2.) Future impact of studying the molecular mechanisms of DNA sensing in innate immunity

While this is a basic research project investigating fundamental molecular mechanisms, it has important implications for a range of medical conditions, above and beyond the innate immune response to viruses. Translating the molecular findings into health benefits will require effective communication and collaboration with immunologists from other fields and with clinicians. A detailed understanding of the molecular mechanisms of DNA sensing may have an impact on the development of DNA vaccines, as this would propose which DNA ligands are optimal for stimulating the innate immune system as adjuvant. DNA sensing by the innate immune system also underpins the development of autoimmune conditions such as systemic lupus erythematosus (SLE), a disease characterised by the presence of anti-DNA antibodies and high levels of interferon. Identifying key players in the recognition uncleared DNA from apoptotic cells, which is thought to be an underlying cause of this disease, may give rise to the identification of drug targets in the future.

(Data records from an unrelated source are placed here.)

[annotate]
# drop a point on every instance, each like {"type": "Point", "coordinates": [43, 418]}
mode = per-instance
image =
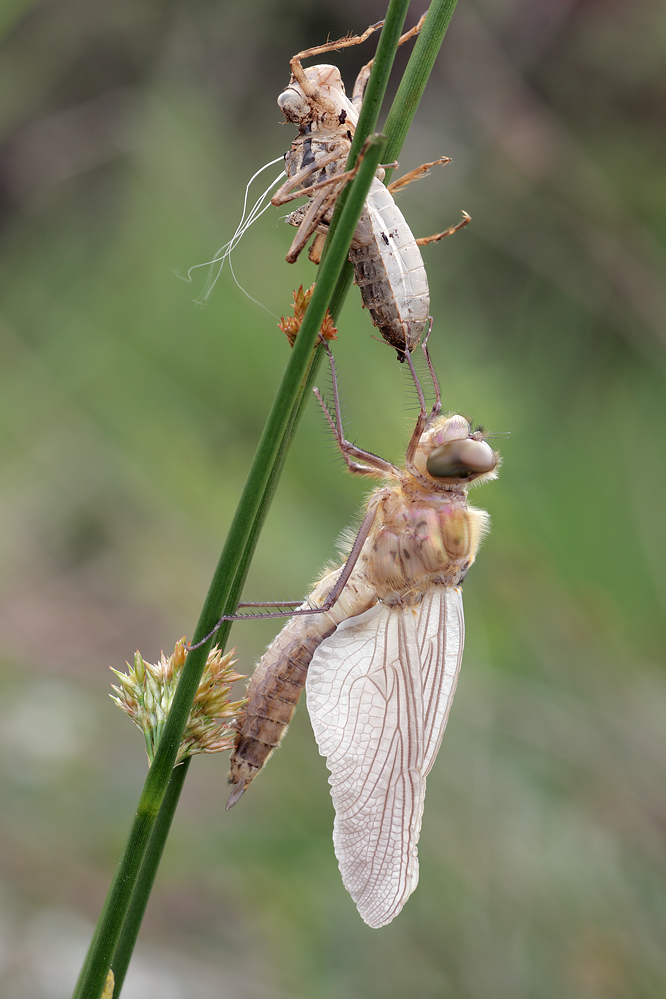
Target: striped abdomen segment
{"type": "Point", "coordinates": [272, 694]}
{"type": "Point", "coordinates": [277, 682]}
{"type": "Point", "coordinates": [389, 271]}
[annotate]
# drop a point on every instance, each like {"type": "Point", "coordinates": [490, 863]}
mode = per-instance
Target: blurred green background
{"type": "Point", "coordinates": [130, 416]}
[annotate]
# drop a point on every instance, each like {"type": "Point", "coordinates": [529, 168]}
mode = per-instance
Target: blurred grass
{"type": "Point", "coordinates": [129, 417]}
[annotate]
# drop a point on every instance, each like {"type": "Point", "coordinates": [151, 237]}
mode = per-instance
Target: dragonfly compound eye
{"type": "Point", "coordinates": [461, 460]}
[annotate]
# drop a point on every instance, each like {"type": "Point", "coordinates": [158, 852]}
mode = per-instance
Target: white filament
{"type": "Point", "coordinates": [223, 255]}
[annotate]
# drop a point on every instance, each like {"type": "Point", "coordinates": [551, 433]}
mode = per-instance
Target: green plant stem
{"type": "Point", "coordinates": [120, 919]}
{"type": "Point", "coordinates": [403, 109]}
{"type": "Point", "coordinates": [413, 82]}
{"type": "Point", "coordinates": [147, 875]}
{"type": "Point", "coordinates": [225, 589]}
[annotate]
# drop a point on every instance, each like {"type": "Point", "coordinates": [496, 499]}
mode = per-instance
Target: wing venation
{"type": "Point", "coordinates": [379, 690]}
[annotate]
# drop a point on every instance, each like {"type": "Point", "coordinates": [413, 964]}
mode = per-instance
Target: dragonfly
{"type": "Point", "coordinates": [388, 266]}
{"type": "Point", "coordinates": [378, 646]}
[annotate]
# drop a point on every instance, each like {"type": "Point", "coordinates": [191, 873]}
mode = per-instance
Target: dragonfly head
{"type": "Point", "coordinates": [452, 452]}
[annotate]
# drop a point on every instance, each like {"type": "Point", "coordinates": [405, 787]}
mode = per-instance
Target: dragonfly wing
{"type": "Point", "coordinates": [379, 692]}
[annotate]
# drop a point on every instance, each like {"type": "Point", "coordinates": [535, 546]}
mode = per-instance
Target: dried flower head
{"type": "Point", "coordinates": [146, 693]}
{"type": "Point", "coordinates": [292, 324]}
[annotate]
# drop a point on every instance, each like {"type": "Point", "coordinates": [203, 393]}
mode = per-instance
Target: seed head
{"type": "Point", "coordinates": [146, 692]}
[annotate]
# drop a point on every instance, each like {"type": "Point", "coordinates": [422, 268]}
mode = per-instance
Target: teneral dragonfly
{"type": "Point", "coordinates": [388, 266]}
{"type": "Point", "coordinates": [378, 645]}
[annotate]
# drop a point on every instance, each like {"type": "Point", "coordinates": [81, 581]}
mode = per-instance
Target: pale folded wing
{"type": "Point", "coordinates": [379, 690]}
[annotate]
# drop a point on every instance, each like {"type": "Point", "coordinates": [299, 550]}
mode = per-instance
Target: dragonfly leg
{"type": "Point", "coordinates": [424, 240]}
{"type": "Point", "coordinates": [358, 460]}
{"type": "Point", "coordinates": [331, 597]}
{"type": "Point", "coordinates": [416, 174]}
{"type": "Point", "coordinates": [437, 407]}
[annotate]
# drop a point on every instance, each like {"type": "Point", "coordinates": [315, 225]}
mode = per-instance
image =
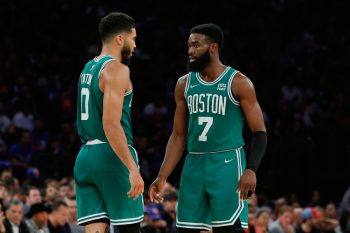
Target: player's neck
{"type": "Point", "coordinates": [212, 71]}
{"type": "Point", "coordinates": [111, 51]}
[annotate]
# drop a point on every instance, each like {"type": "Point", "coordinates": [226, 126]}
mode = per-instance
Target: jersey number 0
{"type": "Point", "coordinates": [85, 94]}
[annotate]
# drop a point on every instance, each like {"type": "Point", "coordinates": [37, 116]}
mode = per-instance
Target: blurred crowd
{"type": "Point", "coordinates": [295, 52]}
{"type": "Point", "coordinates": [52, 208]}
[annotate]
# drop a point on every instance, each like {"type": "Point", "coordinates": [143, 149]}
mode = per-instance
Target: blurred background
{"type": "Point", "coordinates": [295, 52]}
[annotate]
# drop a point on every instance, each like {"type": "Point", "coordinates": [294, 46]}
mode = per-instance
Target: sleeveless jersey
{"type": "Point", "coordinates": [90, 104]}
{"type": "Point", "coordinates": [215, 120]}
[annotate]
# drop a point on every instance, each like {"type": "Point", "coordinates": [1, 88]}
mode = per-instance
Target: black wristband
{"type": "Point", "coordinates": [258, 146]}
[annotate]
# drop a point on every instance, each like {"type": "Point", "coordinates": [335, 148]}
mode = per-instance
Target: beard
{"type": "Point", "coordinates": [126, 54]}
{"type": "Point", "coordinates": [200, 63]}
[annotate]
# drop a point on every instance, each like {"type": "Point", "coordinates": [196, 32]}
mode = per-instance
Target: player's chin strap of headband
{"type": "Point", "coordinates": [257, 150]}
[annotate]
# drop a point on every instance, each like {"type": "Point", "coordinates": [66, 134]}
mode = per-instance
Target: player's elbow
{"type": "Point", "coordinates": [109, 125]}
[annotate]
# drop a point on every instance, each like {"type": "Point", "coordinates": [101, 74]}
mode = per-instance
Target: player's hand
{"type": "Point", "coordinates": [247, 184]}
{"type": "Point", "coordinates": [156, 190]}
{"type": "Point", "coordinates": [137, 184]}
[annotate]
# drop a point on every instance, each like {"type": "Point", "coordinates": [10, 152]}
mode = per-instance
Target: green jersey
{"type": "Point", "coordinates": [90, 104]}
{"type": "Point", "coordinates": [215, 121]}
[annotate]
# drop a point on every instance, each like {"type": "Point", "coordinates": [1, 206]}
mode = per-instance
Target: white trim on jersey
{"type": "Point", "coordinates": [239, 210]}
{"type": "Point", "coordinates": [215, 81]}
{"type": "Point", "coordinates": [229, 89]}
{"type": "Point", "coordinates": [212, 152]}
{"type": "Point", "coordinates": [128, 92]}
{"type": "Point", "coordinates": [188, 80]}
{"type": "Point", "coordinates": [94, 142]}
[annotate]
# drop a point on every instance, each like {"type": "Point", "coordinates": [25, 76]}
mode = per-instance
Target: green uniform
{"type": "Point", "coordinates": [102, 180]}
{"type": "Point", "coordinates": [208, 189]}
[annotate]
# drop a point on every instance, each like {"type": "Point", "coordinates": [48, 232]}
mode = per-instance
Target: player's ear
{"type": "Point", "coordinates": [119, 39]}
{"type": "Point", "coordinates": [213, 48]}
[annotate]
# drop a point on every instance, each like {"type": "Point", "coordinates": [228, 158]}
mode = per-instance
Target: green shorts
{"type": "Point", "coordinates": [102, 183]}
{"type": "Point", "coordinates": [208, 194]}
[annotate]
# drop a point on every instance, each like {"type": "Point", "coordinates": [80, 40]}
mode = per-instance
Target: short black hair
{"type": "Point", "coordinates": [212, 31]}
{"type": "Point", "coordinates": [113, 23]}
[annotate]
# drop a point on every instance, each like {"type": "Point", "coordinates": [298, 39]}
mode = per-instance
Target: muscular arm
{"type": "Point", "coordinates": [177, 140]}
{"type": "Point", "coordinates": [114, 83]}
{"type": "Point", "coordinates": [244, 90]}
{"type": "Point", "coordinates": [176, 143]}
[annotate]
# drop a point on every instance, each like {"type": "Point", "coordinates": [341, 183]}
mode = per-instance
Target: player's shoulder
{"type": "Point", "coordinates": [117, 66]}
{"type": "Point", "coordinates": [183, 79]}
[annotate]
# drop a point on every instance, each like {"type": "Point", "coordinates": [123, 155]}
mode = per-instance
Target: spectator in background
{"type": "Point", "coordinates": [263, 218]}
{"type": "Point", "coordinates": [14, 218]}
{"type": "Point", "coordinates": [283, 224]}
{"type": "Point", "coordinates": [22, 154]}
{"type": "Point", "coordinates": [2, 217]}
{"type": "Point", "coordinates": [38, 218]}
{"type": "Point", "coordinates": [51, 193]}
{"type": "Point", "coordinates": [32, 196]}
{"type": "Point", "coordinates": [5, 121]}
{"type": "Point", "coordinates": [307, 225]}
{"type": "Point", "coordinates": [58, 217]}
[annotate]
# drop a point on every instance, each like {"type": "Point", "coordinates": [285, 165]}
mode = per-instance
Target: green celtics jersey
{"type": "Point", "coordinates": [215, 118]}
{"type": "Point", "coordinates": [90, 103]}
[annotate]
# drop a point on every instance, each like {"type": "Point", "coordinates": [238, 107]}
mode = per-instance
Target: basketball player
{"type": "Point", "coordinates": [108, 182]}
{"type": "Point", "coordinates": [212, 101]}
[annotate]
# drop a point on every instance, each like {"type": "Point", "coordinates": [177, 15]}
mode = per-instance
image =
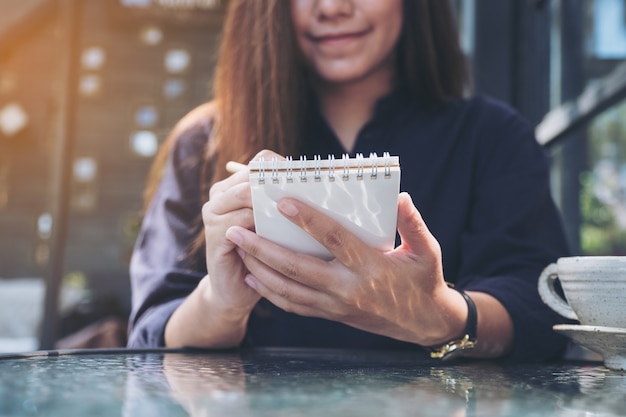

The Drug Development Unit at the University of Dundee has outstanding facilities for compound screening in an academic setting and would be perfectly placed for the discovery of drug candidates, should some of the factors discovered in this project turn out to be of clinical significance.
DNA that has been damaged, e.g. by ultraviolet light or genotoxic agents, can also be sensed as a 'danger' signal by the innate immune system. As IFI16 has previously been implicated in the DNA damage response, we will test whether it is involved in the DNA damage-induced innate immune response. In this context, DNA sensing may be of importance for the early detection and removal of pre-cancerous cells by the immune system.
This is an important and timely project that addresses one of the MRC's major strategic aims in the research area of "Resilience, repair and replacement", as it investigates the molecular basis of our resistance to viral infection, as well as to chemical or physical damage.